大損した時のリスクが株に連動しているなら、
「株を買ったほうが、同じリスクでもリターンが大きいんじゃない?」
概ね、その通りです。
何しろ5%以上株価が上がったら、「概ね債券の利息より株式を持っていたほうが利回りが高い」わけです。
私なら(現金があり、買うものが無ければ)代用品として株式を買うでしょう。
理由1 発行体も儲かる(早期償還条項を設定)と見込んでいるから
理由2 発行体が8252の株を買う(つまりは買いが多く株価があがる可能性が高い)と見込まれること
この2点から、基本的に債券で持つより株式で持ったほうが概ね有利と思えます。
発行体が本来提示しているのは、
「株式投資のリスクを少なくしたいので、大損のリスクはあなたたちが持ってもらいたい。
利息は最大で5.5%です。」、
という債券を発行しているわけです。
なお、1.5年で30%下がることなんて無いじゃない?
と考える方もいると思います。
8252の1年半のチャートはこちらです。
上り調子なので参考になりませんが、1,750円以下だった期間があります。
(8252の財務諸表までは検討していませんのでこの上昇が妥当かは判断しませんが、
上がれば上がったで早期償還されるのでコストパフォーマンスが良くないことから、
株式を買えばいいという結論は変わりません。)
この債券、年5.5%の利回り程度で済むようなものでしょうか・・・。
私はちょっと怖くて手が出せません。(ってか、この債券買うなら株買ったほうがいいよ。)
●まとめ
今日は、ノックイン債について検討してみました。
知らなかった方は、仕組みだけは理解しておきましょう。
ただ、どの証券会社もこんな債券を度々売り出してはメーリングリストに流しています。
多少下がって1年半もつことができれば、リスクヘッジをできたことになりますが、同じリスクなら同額で株式を持ったほうが有利な可能性が高いです。

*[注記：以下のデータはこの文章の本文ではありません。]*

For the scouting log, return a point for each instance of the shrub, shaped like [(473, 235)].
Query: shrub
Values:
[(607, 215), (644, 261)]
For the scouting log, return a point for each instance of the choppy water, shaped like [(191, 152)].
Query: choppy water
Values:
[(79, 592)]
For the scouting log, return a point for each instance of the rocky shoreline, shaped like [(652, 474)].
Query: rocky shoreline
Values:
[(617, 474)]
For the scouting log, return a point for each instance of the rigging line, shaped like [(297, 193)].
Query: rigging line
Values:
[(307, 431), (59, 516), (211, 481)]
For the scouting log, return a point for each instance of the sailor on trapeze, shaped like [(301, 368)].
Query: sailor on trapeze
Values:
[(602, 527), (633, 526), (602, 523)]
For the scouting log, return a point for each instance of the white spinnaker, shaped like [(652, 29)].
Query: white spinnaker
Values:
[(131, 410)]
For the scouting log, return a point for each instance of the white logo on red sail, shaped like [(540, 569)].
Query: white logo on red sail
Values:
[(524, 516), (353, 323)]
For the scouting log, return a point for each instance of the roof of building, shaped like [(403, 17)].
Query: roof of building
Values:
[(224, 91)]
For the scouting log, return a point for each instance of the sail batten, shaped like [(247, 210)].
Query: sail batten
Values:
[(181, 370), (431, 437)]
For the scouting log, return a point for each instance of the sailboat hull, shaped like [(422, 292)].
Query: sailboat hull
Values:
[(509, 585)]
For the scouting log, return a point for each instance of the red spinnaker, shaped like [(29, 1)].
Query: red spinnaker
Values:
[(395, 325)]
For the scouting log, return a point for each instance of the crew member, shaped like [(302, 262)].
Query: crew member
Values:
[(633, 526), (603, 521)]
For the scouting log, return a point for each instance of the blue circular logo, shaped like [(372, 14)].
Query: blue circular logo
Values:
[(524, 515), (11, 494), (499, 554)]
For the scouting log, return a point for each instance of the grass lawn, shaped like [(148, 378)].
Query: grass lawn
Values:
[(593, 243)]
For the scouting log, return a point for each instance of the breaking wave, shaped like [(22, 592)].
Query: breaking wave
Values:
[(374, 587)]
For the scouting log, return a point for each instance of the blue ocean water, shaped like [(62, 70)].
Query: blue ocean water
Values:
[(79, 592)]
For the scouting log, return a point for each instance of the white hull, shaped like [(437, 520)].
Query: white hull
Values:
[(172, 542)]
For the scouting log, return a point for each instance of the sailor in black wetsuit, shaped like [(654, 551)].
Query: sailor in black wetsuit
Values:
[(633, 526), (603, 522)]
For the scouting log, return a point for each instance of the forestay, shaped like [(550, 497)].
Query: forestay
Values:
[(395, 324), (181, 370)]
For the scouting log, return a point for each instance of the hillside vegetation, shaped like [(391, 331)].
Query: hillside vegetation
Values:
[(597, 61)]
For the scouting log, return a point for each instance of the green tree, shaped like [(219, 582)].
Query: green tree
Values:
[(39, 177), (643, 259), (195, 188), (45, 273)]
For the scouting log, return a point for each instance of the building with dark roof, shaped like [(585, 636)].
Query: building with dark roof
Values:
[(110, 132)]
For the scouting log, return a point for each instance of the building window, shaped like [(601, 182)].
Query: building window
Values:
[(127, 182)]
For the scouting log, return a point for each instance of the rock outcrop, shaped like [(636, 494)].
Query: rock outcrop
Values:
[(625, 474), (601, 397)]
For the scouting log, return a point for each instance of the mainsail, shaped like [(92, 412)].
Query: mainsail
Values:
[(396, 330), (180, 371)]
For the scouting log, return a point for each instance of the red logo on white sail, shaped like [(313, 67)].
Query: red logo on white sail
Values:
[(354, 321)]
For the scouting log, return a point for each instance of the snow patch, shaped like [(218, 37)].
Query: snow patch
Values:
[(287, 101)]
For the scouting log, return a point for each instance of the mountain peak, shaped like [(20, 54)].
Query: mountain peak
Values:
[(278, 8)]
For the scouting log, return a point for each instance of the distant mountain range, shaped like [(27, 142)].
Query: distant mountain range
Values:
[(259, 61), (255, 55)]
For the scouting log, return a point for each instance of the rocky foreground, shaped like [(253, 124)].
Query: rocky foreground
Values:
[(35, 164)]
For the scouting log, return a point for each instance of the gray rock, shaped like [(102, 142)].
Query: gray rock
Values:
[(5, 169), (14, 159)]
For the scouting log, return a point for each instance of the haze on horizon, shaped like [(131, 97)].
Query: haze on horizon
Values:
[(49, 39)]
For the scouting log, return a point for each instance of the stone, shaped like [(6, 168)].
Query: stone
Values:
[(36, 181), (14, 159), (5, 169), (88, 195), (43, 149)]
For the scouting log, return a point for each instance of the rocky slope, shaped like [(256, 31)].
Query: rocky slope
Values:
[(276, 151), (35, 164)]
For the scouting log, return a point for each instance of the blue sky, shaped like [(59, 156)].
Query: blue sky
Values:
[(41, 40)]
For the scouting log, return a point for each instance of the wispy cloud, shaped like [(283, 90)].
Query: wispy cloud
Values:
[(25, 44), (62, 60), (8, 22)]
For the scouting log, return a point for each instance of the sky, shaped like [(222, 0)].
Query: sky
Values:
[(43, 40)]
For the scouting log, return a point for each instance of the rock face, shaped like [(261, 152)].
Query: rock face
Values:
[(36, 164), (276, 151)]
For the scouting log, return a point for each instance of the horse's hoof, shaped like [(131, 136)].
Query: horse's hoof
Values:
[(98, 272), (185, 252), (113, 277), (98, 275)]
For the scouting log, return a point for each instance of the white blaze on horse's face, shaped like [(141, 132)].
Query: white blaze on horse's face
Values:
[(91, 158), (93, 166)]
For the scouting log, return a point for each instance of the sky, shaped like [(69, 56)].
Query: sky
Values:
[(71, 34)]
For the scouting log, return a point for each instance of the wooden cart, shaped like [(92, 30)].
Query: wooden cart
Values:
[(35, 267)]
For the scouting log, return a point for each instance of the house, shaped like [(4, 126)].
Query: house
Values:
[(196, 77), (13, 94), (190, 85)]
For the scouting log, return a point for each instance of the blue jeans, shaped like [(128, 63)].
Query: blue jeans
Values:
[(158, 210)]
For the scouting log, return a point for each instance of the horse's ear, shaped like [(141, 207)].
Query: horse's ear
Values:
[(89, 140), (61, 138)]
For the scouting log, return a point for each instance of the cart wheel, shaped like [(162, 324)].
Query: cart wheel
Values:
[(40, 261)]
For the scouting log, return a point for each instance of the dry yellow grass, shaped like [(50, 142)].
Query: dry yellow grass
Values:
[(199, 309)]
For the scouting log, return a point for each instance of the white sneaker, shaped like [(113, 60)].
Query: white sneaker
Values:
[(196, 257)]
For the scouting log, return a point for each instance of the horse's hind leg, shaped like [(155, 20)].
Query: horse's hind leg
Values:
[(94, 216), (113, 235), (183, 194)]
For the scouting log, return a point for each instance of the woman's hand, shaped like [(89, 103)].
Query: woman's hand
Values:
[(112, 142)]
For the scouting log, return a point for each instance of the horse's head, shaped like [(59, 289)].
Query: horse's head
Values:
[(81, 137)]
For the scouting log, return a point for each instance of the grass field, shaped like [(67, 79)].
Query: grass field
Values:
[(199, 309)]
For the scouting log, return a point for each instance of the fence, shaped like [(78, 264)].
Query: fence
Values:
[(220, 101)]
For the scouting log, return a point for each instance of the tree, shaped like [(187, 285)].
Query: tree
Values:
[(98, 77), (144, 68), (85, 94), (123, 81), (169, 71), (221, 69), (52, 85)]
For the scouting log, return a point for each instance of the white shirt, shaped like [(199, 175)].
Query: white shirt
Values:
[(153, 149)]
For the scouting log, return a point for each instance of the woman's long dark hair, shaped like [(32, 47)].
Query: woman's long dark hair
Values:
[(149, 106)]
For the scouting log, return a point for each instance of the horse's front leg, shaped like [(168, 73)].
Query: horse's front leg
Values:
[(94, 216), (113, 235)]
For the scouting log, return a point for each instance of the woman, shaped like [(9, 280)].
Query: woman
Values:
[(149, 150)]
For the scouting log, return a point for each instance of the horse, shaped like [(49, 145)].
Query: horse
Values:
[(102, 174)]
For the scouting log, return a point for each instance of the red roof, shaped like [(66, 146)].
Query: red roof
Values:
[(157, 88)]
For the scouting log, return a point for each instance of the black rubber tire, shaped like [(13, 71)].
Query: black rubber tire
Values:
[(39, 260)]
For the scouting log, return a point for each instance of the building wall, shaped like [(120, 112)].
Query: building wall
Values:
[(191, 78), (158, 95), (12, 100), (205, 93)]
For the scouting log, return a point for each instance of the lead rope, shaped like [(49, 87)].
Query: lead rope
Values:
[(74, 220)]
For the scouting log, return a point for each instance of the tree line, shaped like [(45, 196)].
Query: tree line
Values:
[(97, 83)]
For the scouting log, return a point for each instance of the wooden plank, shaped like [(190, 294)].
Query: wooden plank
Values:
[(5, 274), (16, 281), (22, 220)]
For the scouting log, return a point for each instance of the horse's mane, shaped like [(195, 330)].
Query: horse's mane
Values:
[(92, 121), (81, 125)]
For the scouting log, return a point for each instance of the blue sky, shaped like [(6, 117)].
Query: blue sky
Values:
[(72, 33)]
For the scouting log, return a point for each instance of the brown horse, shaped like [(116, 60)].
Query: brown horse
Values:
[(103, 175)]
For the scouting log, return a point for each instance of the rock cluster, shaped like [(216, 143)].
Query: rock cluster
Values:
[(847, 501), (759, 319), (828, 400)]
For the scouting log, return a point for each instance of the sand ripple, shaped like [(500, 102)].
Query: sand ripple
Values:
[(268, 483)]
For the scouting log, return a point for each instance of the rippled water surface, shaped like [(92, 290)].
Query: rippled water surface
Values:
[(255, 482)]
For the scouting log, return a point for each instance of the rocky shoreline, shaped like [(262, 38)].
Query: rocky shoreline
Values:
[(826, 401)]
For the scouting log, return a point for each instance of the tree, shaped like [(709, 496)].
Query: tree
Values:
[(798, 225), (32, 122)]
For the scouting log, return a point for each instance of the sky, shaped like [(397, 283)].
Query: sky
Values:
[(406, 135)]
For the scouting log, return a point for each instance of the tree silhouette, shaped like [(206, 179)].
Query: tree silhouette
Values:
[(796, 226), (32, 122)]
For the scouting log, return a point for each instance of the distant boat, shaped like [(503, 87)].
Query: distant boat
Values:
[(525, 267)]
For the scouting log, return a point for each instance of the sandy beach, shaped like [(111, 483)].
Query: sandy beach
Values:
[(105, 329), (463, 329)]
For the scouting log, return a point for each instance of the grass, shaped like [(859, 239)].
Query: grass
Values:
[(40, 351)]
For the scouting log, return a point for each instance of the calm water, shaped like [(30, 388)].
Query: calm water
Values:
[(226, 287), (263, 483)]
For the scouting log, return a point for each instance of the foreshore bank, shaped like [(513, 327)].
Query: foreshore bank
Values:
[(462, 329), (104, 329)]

悪口になりかねないのでこれ以上書きませんが、リスクとリターンを考えて投資価値を見出してください。
重要なのは3点
①ノックイン債はミドルリスク
・株価がX%以上になったら、少ない利息で切り上げます
(株そのものを買ったときよりも利益が減る)
・株価がY%以上下がったら、終了時に株式をあなたたちに引き取らせます。
でも、下がった後戻ったら、株ではなく投資金額を返します
(ノックイン条項を満たしたら、損失は投資家、儲けは発行体がもらいます)
・ただし、Y~X%の間の株価を維持したら5.5%の利回りを提供しましょう
②ノックイン債で集めた金で発行体は株を買い、①の条件でリスクヘッジしている
③例外が若干あるが、リスクは投資家、利益は発行体にあるため、株を買ったほうがトク
リスクの感じ方は人それぞれですが、個人的には、早期償還、ノックイン条項の額にもよるけれど、今回採り上げた丸井Gの仕組債のリスクなら、年利10%~15%くらいつけてもらえないと危なっかしくて債券に投資する価値は無いと考えますね。
最後に、バフェットの投資の格言の1つを紹介して今日の記事を終えたいと思います。
ルール1 絶対に損をしないこと。
ルール2 ルール1を絶対に忘れないこと。
仕組債は、よく読みこまずに手を出すと損を出すまで気づかない仕組みがあります。
しかも、損をする可能性は低めでも、損したときは大ケガします。
リスクに対し、本当にそのリターン妥当か。
また、リスクを負う可能性が高いか、低いかを考慮して気をつけて投資を行ってください。
※免責事項
投資は自己責任で。
リスクが少ない投資法を説明できても、100%損をしない投資はありません。
絶対儲かるという台詞は私に限らず信じてはいけません。